KI-Systeme bedienen häufig klassische Karrieremodelle und Geschlechterstereotypen. Das passiert sehr subtil und ist durchaus eine Gefahr, wenn Sie Unternehmen familienfreundlich gestalten wollen. Dafür muss ein Bewusstsein geschaffen und die Antworten der KI-Modelle hinterfragt werden. Karriere muss beispielsweise nicht bedeuten, Geschäftsführer zu werden, es können auch Fachkarrieren ein Ziel sein. Auch die Frage „Wer betreut die Kinder?“ wird heute vielfältiger beantwortet als noch vor einigen Jahren.
Andererseits können humanoide Roboter oder KI-Systeme dabei helfen, dass ältere Personen länger in ihrer Häuslichkeit leben können. Die Sensorik im Smart Home kennt Bewegungsabläufe und kann Alarm schlagen, wenn zu Hause eventuell etwas nicht stimmt. Wichtig ist, dass solche Systeme Überbrückungssysteme sind, wenn beispielsweise der Zug mal wieder Verspätung hat. Sie ersetzen keinesfalls die Nähe und Wärme der Familie.

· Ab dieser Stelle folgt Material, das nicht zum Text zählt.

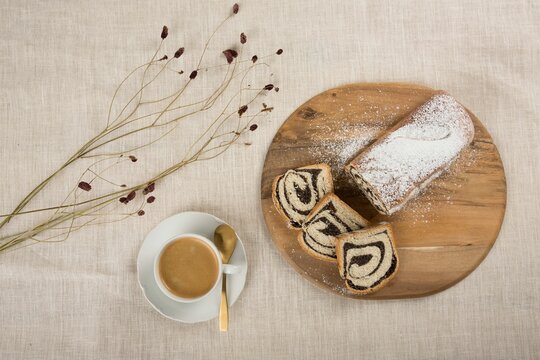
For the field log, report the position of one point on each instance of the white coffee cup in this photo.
(222, 268)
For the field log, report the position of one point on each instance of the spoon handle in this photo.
(224, 307)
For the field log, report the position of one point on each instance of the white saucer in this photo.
(206, 308)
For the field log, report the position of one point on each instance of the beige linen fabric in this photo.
(59, 64)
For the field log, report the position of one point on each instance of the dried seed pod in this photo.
(230, 55)
(85, 186)
(179, 52)
(242, 110)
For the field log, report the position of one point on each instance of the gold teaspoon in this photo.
(225, 241)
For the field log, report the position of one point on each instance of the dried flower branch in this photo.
(96, 198)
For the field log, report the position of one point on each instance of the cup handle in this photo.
(230, 269)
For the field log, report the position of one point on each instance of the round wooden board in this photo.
(441, 236)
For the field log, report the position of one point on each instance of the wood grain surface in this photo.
(441, 236)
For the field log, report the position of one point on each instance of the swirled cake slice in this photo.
(330, 218)
(418, 149)
(367, 258)
(296, 192)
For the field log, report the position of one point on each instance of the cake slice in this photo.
(296, 192)
(418, 149)
(331, 217)
(367, 258)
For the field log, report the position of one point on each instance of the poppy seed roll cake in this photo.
(418, 149)
(296, 192)
(367, 258)
(330, 218)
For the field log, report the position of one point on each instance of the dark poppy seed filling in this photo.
(329, 219)
(367, 258)
(297, 191)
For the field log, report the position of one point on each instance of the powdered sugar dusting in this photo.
(424, 145)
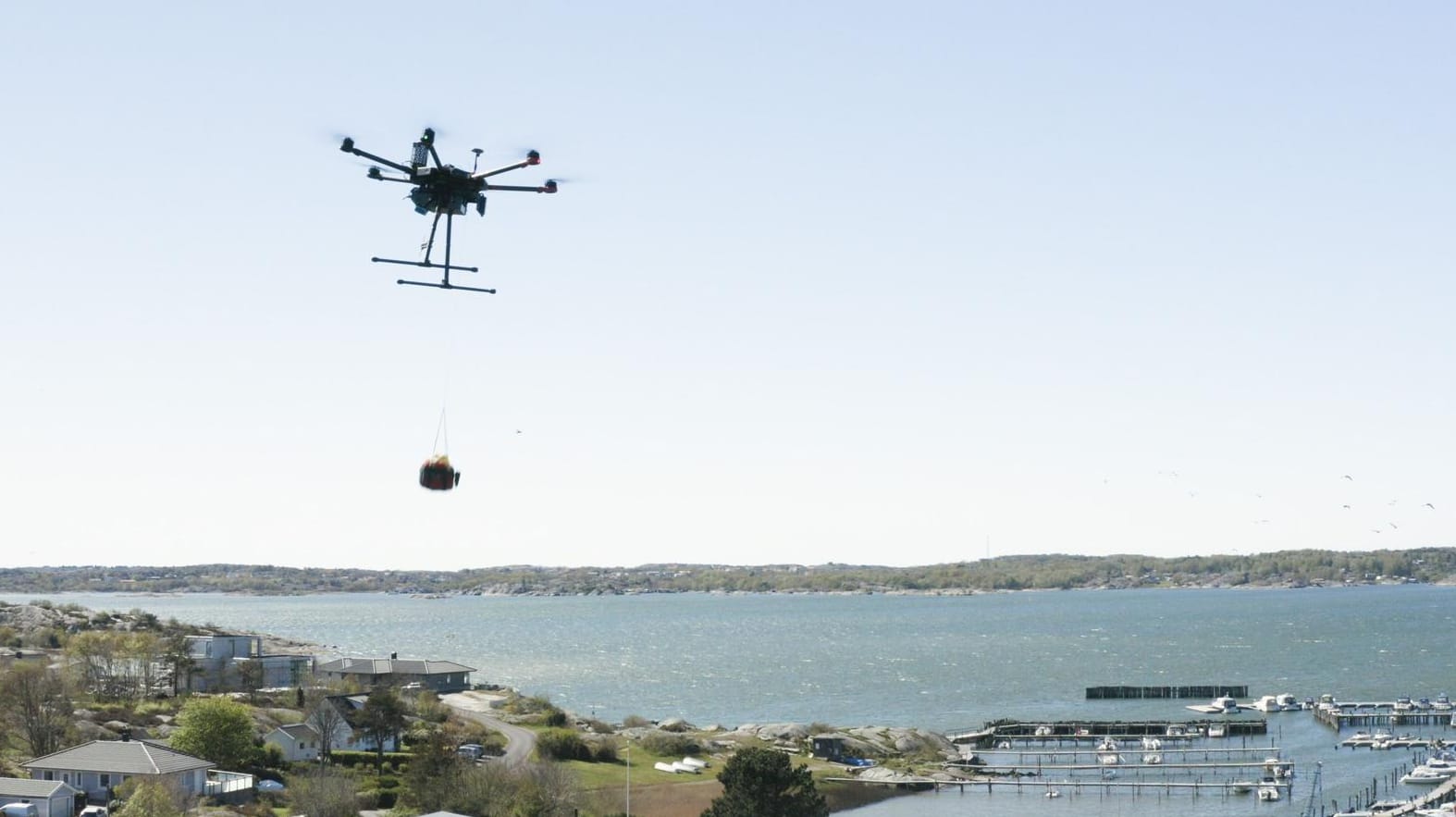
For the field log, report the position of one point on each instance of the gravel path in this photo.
(476, 705)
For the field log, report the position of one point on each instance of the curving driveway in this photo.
(476, 707)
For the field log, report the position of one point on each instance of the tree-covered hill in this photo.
(1055, 571)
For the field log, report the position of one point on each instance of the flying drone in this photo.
(444, 191)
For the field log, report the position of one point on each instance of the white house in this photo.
(217, 662)
(51, 798)
(297, 741)
(99, 766)
(437, 676)
(347, 737)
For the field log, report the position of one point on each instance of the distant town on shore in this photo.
(1055, 571)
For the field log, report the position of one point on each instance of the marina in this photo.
(956, 673)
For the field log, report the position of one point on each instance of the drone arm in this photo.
(348, 147)
(530, 159)
(548, 187)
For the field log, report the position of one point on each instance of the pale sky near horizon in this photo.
(826, 281)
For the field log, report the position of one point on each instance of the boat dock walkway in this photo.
(1379, 714)
(1093, 731)
(1083, 786)
(1207, 692)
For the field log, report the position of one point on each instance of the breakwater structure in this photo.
(1206, 692)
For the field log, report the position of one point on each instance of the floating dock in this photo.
(1206, 692)
(1380, 714)
(1076, 733)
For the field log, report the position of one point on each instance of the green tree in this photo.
(382, 718)
(216, 728)
(327, 720)
(434, 772)
(761, 783)
(150, 798)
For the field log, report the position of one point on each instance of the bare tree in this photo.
(325, 717)
(37, 702)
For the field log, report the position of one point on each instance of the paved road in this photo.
(519, 741)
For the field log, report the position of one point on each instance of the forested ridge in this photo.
(1055, 571)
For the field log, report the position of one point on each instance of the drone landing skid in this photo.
(444, 286)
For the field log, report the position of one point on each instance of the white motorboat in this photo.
(1267, 704)
(1425, 776)
(1216, 707)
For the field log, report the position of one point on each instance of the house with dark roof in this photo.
(438, 676)
(297, 741)
(51, 798)
(99, 766)
(217, 662)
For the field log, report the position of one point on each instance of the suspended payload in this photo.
(438, 475)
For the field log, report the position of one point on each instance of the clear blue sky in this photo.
(888, 283)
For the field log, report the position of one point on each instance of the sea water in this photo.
(933, 662)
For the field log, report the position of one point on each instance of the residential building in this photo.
(51, 798)
(99, 766)
(218, 660)
(437, 676)
(297, 741)
(347, 736)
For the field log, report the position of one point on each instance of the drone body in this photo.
(443, 190)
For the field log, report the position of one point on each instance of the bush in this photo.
(604, 751)
(562, 745)
(670, 745)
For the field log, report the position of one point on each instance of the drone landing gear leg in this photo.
(426, 264)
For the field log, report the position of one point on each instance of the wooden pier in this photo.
(1076, 733)
(1380, 715)
(1206, 692)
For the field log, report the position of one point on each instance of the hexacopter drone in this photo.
(444, 191)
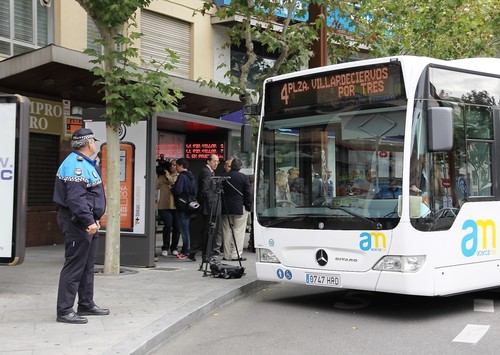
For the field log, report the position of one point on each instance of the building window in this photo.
(43, 164)
(92, 36)
(154, 28)
(25, 25)
(264, 60)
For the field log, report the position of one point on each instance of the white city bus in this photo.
(393, 176)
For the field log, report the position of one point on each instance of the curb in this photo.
(151, 336)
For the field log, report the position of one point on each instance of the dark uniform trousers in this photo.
(77, 274)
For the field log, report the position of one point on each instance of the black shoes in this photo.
(94, 311)
(236, 259)
(72, 318)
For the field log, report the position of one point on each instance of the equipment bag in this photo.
(226, 271)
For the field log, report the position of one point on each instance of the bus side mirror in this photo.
(440, 129)
(246, 136)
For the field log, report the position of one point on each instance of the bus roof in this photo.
(487, 65)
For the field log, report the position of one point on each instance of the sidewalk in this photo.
(148, 305)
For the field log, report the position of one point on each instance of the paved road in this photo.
(293, 319)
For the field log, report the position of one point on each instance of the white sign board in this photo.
(7, 178)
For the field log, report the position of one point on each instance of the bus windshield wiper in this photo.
(284, 220)
(376, 224)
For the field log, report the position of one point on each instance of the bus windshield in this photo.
(333, 164)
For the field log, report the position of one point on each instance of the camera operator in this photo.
(236, 207)
(206, 197)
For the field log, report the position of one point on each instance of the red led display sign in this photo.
(203, 150)
(334, 89)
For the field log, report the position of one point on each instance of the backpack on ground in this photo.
(226, 271)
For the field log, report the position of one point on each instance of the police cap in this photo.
(82, 134)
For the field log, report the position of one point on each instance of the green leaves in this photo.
(133, 88)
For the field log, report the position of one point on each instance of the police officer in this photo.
(79, 194)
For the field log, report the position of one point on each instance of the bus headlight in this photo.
(266, 256)
(400, 263)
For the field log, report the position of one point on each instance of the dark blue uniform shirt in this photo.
(79, 188)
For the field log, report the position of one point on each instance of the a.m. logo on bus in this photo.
(480, 231)
(374, 241)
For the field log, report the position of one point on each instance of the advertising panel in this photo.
(14, 135)
(132, 167)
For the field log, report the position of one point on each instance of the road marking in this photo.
(481, 305)
(472, 333)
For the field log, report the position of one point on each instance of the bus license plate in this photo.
(323, 280)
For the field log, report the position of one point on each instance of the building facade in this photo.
(41, 57)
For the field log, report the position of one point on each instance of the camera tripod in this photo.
(215, 208)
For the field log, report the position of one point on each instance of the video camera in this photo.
(162, 165)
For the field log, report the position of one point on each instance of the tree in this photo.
(445, 29)
(286, 40)
(131, 93)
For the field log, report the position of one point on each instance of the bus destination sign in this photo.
(335, 89)
(203, 150)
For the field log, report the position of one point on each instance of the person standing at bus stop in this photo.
(166, 208)
(184, 187)
(79, 194)
(235, 210)
(207, 199)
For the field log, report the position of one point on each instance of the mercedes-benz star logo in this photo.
(321, 257)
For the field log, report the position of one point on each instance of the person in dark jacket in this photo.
(235, 210)
(79, 195)
(207, 199)
(184, 187)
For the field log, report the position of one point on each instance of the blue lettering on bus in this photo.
(372, 241)
(481, 241)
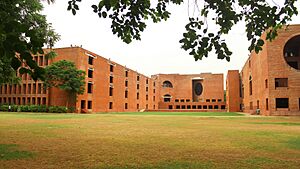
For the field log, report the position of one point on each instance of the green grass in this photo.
(148, 140)
(181, 113)
(11, 152)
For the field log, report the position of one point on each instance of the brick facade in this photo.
(268, 82)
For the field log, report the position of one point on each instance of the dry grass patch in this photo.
(126, 141)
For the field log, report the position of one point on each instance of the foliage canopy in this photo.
(128, 20)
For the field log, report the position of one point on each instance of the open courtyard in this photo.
(148, 140)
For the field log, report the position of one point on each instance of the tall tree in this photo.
(129, 20)
(64, 75)
(23, 31)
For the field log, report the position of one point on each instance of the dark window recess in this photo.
(90, 88)
(198, 89)
(111, 91)
(282, 102)
(111, 68)
(90, 73)
(167, 84)
(91, 60)
(167, 98)
(89, 104)
(281, 82)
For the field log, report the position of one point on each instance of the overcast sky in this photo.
(159, 50)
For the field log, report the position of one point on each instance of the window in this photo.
(111, 91)
(90, 73)
(267, 104)
(34, 88)
(41, 61)
(167, 84)
(29, 88)
(167, 98)
(89, 104)
(281, 82)
(282, 102)
(90, 87)
(250, 85)
(39, 88)
(90, 60)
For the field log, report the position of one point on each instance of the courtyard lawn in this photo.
(136, 140)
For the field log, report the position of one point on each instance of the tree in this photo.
(64, 75)
(23, 33)
(129, 20)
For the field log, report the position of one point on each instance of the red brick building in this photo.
(270, 80)
(110, 87)
(193, 92)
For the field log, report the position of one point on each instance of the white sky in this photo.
(159, 50)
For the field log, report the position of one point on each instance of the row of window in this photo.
(23, 100)
(279, 103)
(110, 105)
(197, 107)
(35, 88)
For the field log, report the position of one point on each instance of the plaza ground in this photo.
(148, 140)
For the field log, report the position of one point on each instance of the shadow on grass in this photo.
(10, 152)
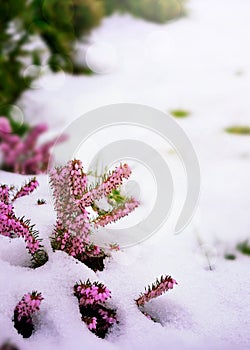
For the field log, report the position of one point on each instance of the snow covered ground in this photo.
(200, 63)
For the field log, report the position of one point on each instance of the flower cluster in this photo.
(96, 315)
(158, 288)
(73, 201)
(29, 304)
(12, 227)
(22, 154)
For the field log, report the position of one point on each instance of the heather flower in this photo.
(72, 197)
(158, 288)
(96, 315)
(11, 226)
(22, 154)
(29, 304)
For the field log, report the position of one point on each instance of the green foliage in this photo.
(158, 11)
(58, 24)
(179, 113)
(244, 247)
(238, 129)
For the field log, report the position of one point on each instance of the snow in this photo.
(195, 70)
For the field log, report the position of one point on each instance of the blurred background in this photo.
(189, 58)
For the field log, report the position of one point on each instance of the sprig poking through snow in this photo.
(29, 304)
(158, 288)
(73, 200)
(12, 226)
(97, 316)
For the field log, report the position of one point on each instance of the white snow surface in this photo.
(193, 66)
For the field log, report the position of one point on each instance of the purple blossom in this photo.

Wie sieht es in Ihrem eigenen Arbeitsumfeld aus, können Sie Beruf und Familienfreundlichkeit so vereinbaren, wie Sie sich es wünschen?
Ich denke schon, dass ich das gut kann. Allerdings bin ich als Hochschullehrer auch privilegiert. Gut ist, dass die Hochschule darauf setzt, den Frauenanteil zu erhöhen, insbesondere in den technischen Fächern. Die HSBI ist seit 2011 zertifizierte familiengerechte Hochschule. Zu den zahlreichen Angeboten gehören unter anderem die betriebseigene Kindertagesstätte „EffHa“ in Bielefeld. Zusätzlich wurde eine kostenlose Randstundenbetreuung eingerichtet. Auch die Ferienbetreuung in den Oster- und Herbstferien wird für Kinder von Studierenden und Beschäftigten der HSBI finanziert und organisiert.
Was würden Sie verändern?
Das jetzige Angebot ist weniger stark an kleinere Unternehmen adressiert. Auch die Forschung muss sich mehr Gedanken dazu machen, wie wir kleinere Unternehmen unterstützen können, noch familienfreundlicher zu werden. Eine mögliche Lösung wäre es, Netzwerke aufzubauen, um Redundanzen zu schaffen, mit denen auf Ausfälle kurzfristig reagiert werden kann. Warum sollte nicht eine Mitarbeiterin oder ein Mitarbeiter aus einem anderen Unternehmen einspringen, wenn jemand ausfällt? Es gibt keine Patentlösung, aber auch kleine Unternehmen müssen ihre Arbeitgeberattraktivität steigern. In der öffentlichen Diskussion fallen sie bislang leider häufig hinten runter.
Heiko Stoll
Zur Person
Prof. Dr. Thomas Süße lehrt und forscht seit 2019 am Campus Gütersloh der Hochschule Bielefeld. Der 41-Jährige vertritt am Fachbereich Ingenieurwissenschaften und Mathematik das Lehrgebiet Personal und Organisation. Süße, Vater von vier Kindern im Alter von sechs bis 15 Jahren, lebt mit seiner Familie in Essen. Er hat zunächst ein duales Studium in Wirtschaftsinformatik absolviert und sich während seiner Tätigkeit, unter anderem für den indischen Tata Konzern, im Zuge der Organisationstransformation immer stärker mit Management- und Personalthemen beschäftigt. Promoviert hat Süße über das Thema „Neue Formen des Organisierens“ und ist der Frage nachgegangen, wie der Weg vom klassischen Maschinenbauer zum Lösungsanbieter gelingen kann. Er ist außerdem Jurymitglied beim Wettbewerb „Mitarbeitende.gewinnen“, der jährlich von „pro Wirtschaft GT“ ausgerichtet wird.